Post crisis, management embarked on a deleveraging strategy. From a peak of 11x debt/EBITDA, MPW brought leverage down to 4.3x by end of 2012. Today, management has guided to a range of 5-5.5x EBITDA, reasonably conservative levels in REIT-dom. Proforma for the 3 hospitals acquired this summer and the German rehab hospitals, MPW will be 5.2x debt/EBITDA.
One criticism of the company has been its dividend policy. In essence, the dividend has remained flat from 2009 to today at 80c/year. Given the share dilution and hospital issues, it’s surprising that management continued to pay the 80c. Today the company targets an 80% payout ratio. By my math, FFO on a next 12 month basis (proforma) will be around $1.11. Conversations with management lead me to believe that is possible that the next quarter will include a long awaited dividend bump, probably to 84-88c. At 86c, the yield would be 7.0% and still only a 77% payout ratio on go forward numbers.

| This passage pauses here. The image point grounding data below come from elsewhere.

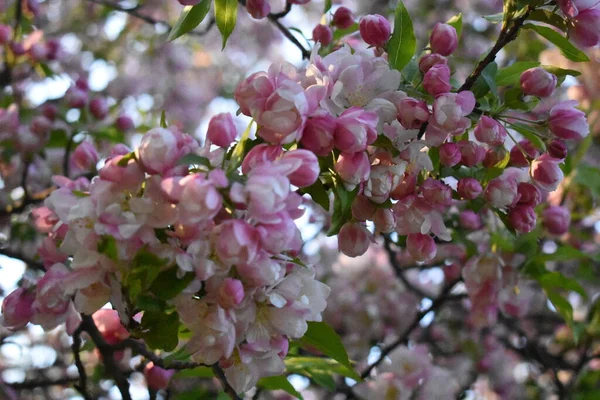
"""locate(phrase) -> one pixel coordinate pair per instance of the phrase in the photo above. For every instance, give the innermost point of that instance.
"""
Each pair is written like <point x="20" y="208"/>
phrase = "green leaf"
<point x="512" y="74"/>
<point x="167" y="285"/>
<point x="566" y="47"/>
<point x="322" y="337"/>
<point x="239" y="151"/>
<point x="194" y="159"/>
<point x="160" y="330"/>
<point x="403" y="44"/>
<point x="225" y="15"/>
<point x="279" y="383"/>
<point x="456" y="22"/>
<point x="190" y="17"/>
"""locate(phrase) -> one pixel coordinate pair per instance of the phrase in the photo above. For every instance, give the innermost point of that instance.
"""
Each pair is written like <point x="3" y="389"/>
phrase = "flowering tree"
<point x="458" y="189"/>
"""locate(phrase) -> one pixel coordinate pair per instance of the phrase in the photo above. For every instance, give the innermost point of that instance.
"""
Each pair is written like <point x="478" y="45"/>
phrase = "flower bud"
<point x="318" y="134"/>
<point x="258" y="9"/>
<point x="384" y="220"/>
<point x="443" y="39"/>
<point x="556" y="220"/>
<point x="343" y="18"/>
<point x="421" y="247"/>
<point x="557" y="149"/>
<point x="522" y="219"/>
<point x="17" y="309"/>
<point x="501" y="192"/>
<point x="546" y="173"/>
<point x="567" y="122"/>
<point x="490" y="131"/>
<point x="259" y="155"/>
<point x="308" y="171"/>
<point x="412" y="113"/>
<point x="375" y="29"/>
<point x="437" y="80"/>
<point x="517" y="158"/>
<point x="450" y="154"/>
<point x="469" y="188"/>
<point x="529" y="195"/>
<point x="429" y="60"/>
<point x="99" y="108"/>
<point x="322" y="34"/>
<point x="231" y="293"/>
<point x="221" y="130"/>
<point x="470" y="220"/>
<point x="538" y="82"/>
<point x="354" y="239"/>
<point x="355" y="129"/>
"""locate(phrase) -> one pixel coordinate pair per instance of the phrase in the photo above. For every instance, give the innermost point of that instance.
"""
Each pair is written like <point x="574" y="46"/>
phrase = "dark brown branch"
<point x="107" y="351"/>
<point x="226" y="386"/>
<point x="437" y="303"/>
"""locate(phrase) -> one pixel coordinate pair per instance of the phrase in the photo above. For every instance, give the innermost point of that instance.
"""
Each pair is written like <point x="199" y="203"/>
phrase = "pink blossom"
<point x="443" y="39"/>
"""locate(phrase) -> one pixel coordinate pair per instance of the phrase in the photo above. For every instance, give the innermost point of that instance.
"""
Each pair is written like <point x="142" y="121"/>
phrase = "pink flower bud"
<point x="76" y="98"/>
<point x="517" y="158"/>
<point x="343" y="18"/>
<point x="421" y="247"/>
<point x="557" y="149"/>
<point x="529" y="195"/>
<point x="124" y="123"/>
<point x="567" y="122"/>
<point x="158" y="150"/>
<point x="490" y="131"/>
<point x="362" y="208"/>
<point x="85" y="157"/>
<point x="470" y="220"/>
<point x="585" y="29"/>
<point x="17" y="309"/>
<point x="221" y="130"/>
<point x="231" y="293"/>
<point x="412" y="113"/>
<point x="354" y="239"/>
<point x="443" y="39"/>
<point x="318" y="134"/>
<point x="384" y="220"/>
<point x="258" y="8"/>
<point x="429" y="60"/>
<point x="356" y="128"/>
<point x="522" y="219"/>
<point x="157" y="377"/>
<point x="538" y="82"/>
<point x="469" y="188"/>
<point x="556" y="220"/>
<point x="308" y="171"/>
<point x="546" y="173"/>
<point x="99" y="108"/>
<point x="494" y="156"/>
<point x="450" y="154"/>
<point x="472" y="153"/>
<point x="322" y="34"/>
<point x="437" y="80"/>
<point x="5" y="34"/>
<point x="353" y="168"/>
<point x="501" y="192"/>
<point x="259" y="155"/>
<point x="236" y="242"/>
<point x="375" y="29"/>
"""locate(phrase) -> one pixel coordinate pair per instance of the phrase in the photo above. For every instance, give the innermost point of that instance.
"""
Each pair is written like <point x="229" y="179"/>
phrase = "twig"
<point x="226" y="386"/>
<point x="437" y="303"/>
<point x="107" y="351"/>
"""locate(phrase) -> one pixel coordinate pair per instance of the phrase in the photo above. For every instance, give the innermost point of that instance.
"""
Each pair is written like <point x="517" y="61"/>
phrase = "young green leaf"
<point x="403" y="43"/>
<point x="190" y="17"/>
<point x="226" y="16"/>
<point x="566" y="47"/>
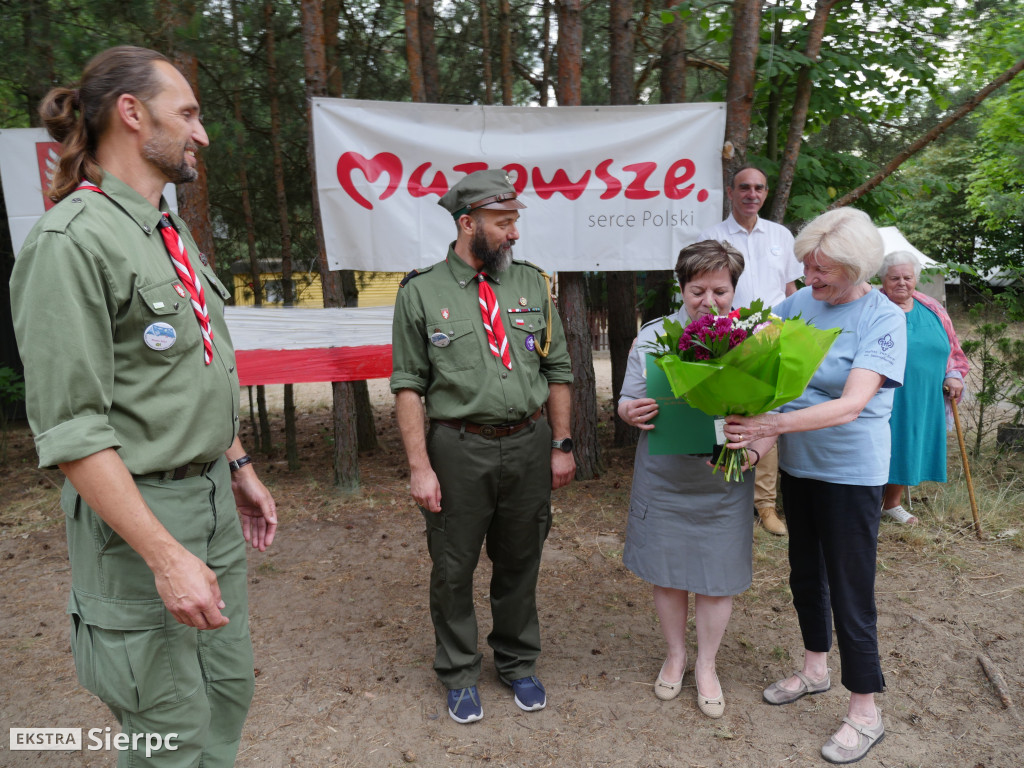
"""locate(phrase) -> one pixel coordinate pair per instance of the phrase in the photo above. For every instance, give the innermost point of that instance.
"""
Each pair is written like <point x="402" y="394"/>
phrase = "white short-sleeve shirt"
<point x="769" y="261"/>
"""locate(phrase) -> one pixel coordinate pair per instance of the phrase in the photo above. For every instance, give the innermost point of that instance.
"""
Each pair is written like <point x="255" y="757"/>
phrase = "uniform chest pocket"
<point x="453" y="345"/>
<point x="526" y="333"/>
<point x="165" y="320"/>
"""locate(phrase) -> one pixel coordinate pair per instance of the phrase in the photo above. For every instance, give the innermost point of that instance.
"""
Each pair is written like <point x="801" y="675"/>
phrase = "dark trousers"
<point x="834" y="532"/>
<point x="499" y="492"/>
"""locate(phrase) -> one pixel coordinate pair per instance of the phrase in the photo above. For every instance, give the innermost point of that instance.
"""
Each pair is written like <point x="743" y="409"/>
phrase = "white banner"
<point x="28" y="160"/>
<point x="606" y="187"/>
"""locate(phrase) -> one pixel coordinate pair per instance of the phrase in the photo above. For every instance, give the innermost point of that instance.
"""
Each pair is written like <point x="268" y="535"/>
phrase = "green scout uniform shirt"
<point x="92" y="276"/>
<point x="464" y="380"/>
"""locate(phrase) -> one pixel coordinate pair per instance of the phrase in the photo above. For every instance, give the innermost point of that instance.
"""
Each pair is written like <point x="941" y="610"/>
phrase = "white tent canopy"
<point x="894" y="241"/>
<point x="933" y="286"/>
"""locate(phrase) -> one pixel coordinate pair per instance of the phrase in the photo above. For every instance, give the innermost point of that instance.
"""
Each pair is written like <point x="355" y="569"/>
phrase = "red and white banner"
<point x="296" y="345"/>
<point x="606" y="187"/>
<point x="28" y="159"/>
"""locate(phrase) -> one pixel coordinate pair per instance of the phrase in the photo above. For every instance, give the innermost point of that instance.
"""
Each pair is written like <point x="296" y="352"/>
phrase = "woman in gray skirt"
<point x="688" y="530"/>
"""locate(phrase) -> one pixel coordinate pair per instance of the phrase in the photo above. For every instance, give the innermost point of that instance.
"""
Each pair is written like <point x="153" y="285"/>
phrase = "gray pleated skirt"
<point x="688" y="528"/>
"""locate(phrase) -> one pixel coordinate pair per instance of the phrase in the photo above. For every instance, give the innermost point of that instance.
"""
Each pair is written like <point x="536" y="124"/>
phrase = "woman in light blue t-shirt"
<point x="834" y="456"/>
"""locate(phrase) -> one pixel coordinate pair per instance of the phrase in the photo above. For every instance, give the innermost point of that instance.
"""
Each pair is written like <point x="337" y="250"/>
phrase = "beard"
<point x="494" y="259"/>
<point x="169" y="159"/>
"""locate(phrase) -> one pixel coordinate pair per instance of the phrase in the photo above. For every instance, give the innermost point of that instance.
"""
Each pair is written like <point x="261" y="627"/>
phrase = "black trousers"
<point x="834" y="531"/>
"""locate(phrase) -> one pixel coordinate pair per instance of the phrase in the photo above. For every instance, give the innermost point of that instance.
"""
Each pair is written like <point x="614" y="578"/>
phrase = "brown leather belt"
<point x="488" y="430"/>
<point x="194" y="469"/>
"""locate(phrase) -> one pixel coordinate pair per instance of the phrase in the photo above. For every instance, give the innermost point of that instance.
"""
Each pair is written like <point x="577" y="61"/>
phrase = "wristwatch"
<point x="564" y="444"/>
<point x="239" y="463"/>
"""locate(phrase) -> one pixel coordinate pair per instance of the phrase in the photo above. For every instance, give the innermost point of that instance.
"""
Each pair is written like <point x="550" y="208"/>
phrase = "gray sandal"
<point x="776" y="694"/>
<point x="867" y="736"/>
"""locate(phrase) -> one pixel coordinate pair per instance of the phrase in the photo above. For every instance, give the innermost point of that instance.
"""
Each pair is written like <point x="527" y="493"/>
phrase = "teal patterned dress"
<point x="919" y="419"/>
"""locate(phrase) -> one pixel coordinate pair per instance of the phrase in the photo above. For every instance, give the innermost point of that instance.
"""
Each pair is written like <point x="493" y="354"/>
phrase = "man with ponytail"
<point x="132" y="391"/>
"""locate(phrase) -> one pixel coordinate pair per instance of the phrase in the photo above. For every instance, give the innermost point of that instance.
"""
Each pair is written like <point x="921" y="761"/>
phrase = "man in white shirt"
<point x="769" y="274"/>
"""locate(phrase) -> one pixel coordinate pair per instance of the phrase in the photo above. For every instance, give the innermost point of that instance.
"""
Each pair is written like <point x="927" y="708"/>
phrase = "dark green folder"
<point x="678" y="428"/>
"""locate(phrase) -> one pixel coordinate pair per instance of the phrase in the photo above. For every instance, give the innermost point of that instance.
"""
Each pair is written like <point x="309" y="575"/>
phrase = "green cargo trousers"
<point x="495" y="491"/>
<point x="158" y="676"/>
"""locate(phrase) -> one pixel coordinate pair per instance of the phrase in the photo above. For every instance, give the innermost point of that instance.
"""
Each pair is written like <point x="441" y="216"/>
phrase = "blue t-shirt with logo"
<point x="875" y="338"/>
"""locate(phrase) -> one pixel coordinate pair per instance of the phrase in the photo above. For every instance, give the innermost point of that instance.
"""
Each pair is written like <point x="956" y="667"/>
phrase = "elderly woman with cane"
<point x="935" y="365"/>
<point x="834" y="457"/>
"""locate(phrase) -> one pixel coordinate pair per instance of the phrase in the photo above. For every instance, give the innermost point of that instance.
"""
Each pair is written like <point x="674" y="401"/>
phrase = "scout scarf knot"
<point x="493" y="322"/>
<point x="179" y="258"/>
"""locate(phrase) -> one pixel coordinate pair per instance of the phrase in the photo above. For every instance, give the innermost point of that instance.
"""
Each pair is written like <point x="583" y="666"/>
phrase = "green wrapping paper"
<point x="767" y="370"/>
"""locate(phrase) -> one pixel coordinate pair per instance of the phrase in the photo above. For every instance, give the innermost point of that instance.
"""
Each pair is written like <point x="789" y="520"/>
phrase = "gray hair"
<point x="900" y="258"/>
<point x="847" y="237"/>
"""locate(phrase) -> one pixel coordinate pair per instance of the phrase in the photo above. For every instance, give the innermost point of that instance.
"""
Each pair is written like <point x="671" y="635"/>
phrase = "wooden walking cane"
<point x="967" y="469"/>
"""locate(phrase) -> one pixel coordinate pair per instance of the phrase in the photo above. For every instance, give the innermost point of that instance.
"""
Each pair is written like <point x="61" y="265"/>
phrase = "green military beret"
<point x="491" y="188"/>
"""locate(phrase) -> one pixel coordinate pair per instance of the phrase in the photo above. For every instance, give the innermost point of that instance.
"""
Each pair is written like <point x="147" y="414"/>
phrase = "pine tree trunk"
<point x="571" y="286"/>
<point x="545" y="52"/>
<point x="739" y="91"/>
<point x="505" y="14"/>
<point x="332" y="11"/>
<point x="801" y="103"/>
<point x="366" y="426"/>
<point x="39" y="77"/>
<point x="194" y="198"/>
<point x="622" y="332"/>
<point x="346" y="470"/>
<point x="622" y="285"/>
<point x="658" y="285"/>
<point x="414" y="52"/>
<point x="428" y="53"/>
<point x="281" y="198"/>
<point x="673" y="82"/>
<point x="488" y="85"/>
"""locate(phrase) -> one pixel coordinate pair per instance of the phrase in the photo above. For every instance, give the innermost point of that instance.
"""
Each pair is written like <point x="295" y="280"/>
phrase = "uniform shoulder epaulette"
<point x="414" y="273"/>
<point x="527" y="263"/>
<point x="651" y="323"/>
<point x="59" y="217"/>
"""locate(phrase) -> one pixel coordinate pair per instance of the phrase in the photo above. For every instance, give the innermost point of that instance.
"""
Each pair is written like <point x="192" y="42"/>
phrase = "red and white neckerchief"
<point x="179" y="259"/>
<point x="493" y="322"/>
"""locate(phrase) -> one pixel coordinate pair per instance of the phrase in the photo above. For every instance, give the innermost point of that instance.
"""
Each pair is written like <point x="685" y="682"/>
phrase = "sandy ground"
<point x="344" y="644"/>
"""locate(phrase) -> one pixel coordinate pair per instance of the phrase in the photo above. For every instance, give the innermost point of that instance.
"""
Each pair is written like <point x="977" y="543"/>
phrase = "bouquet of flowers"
<point x="748" y="363"/>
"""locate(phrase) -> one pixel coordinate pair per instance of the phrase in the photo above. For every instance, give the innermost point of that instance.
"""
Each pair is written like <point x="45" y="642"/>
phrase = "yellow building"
<point x="376" y="289"/>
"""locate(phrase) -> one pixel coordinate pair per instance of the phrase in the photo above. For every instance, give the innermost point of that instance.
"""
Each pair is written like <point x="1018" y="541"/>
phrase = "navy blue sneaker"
<point x="529" y="694"/>
<point x="464" y="705"/>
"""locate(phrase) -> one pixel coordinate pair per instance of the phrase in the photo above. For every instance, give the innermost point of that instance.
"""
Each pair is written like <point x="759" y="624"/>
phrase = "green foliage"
<point x="997" y="359"/>
<point x="11" y="392"/>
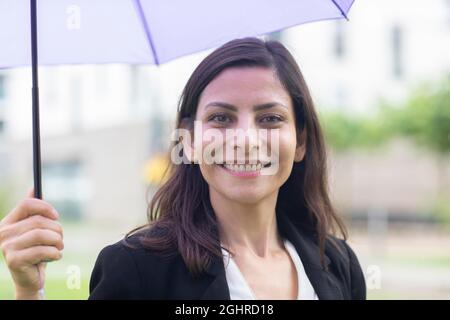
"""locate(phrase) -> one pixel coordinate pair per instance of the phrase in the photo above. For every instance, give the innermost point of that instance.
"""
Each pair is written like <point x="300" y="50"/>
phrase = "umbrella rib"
<point x="340" y="9"/>
<point x="146" y="29"/>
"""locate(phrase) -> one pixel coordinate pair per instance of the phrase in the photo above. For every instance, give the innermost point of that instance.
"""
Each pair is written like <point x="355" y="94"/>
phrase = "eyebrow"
<point x="257" y="107"/>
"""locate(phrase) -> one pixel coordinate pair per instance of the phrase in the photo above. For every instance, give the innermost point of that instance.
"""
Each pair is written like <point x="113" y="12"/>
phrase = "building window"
<point x="65" y="187"/>
<point x="397" y="38"/>
<point x="339" y="40"/>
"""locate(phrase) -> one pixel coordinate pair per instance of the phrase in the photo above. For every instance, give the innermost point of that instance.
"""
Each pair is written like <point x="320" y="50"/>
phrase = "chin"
<point x="244" y="195"/>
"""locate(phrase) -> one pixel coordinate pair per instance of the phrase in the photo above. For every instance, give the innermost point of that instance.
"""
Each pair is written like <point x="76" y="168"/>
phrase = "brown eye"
<point x="220" y="118"/>
<point x="271" y="119"/>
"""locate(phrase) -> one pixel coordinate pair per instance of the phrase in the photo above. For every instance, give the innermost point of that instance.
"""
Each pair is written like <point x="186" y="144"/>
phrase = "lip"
<point x="241" y="174"/>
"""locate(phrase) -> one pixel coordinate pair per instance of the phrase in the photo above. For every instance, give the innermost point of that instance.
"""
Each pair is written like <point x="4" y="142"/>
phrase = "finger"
<point x="36" y="237"/>
<point x="30" y="193"/>
<point x="33" y="256"/>
<point x="34" y="222"/>
<point x="30" y="207"/>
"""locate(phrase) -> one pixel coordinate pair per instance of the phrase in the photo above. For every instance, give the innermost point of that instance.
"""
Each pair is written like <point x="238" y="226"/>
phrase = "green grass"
<point x="55" y="289"/>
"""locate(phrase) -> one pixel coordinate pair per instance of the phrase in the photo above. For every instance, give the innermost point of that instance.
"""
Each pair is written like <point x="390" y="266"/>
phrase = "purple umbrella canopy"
<point x="144" y="31"/>
<point x="53" y="32"/>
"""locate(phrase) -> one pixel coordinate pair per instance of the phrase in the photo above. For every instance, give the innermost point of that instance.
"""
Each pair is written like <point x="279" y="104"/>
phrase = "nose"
<point x="247" y="138"/>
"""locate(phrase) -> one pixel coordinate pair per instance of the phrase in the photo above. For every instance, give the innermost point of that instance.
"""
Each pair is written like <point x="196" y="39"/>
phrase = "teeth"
<point x="242" y="167"/>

Overall lease coverage has improved substantially from 2006 to today, and 4.2x lease coverage is considered quite good.
Debt wise, there are no maturities until 2016 and 89% of its debt is fixed rate.
Valuation & Comps:
Best comps include Health Care REIT (27% SNFs, 29% ALFs, 6% Hospital), HCP, Ventas and Healthcare Realty Trust (mostly medical offices).
At an 86c dividend for MPW, the stock would yield 7.0% vs comps at 4.8% today. At similar yields as the comps (4.8%), MPW would trade at $18.00, up 46% from current prices without dividends.
On an FFO basis, MPW at 14x (a 10% discount to comps valuation) would trade at $15.80, up 32%.
According to Real Capital Analytics, prices paid for medical offices in private transactions have averaged 7.6% cap rates over the past year. Public REITs tend to operated better quality and larger facilities than those privately held, but assuming this kind of cap rate would imply $14.75 in fair value for MPW - up 20%.
The downside could be $10 per share assuming missed earnings and a weak 10x FFO multiple. With 80c in dividends, that implies 10-12% down over a year vs upside cases of 22 to 45%.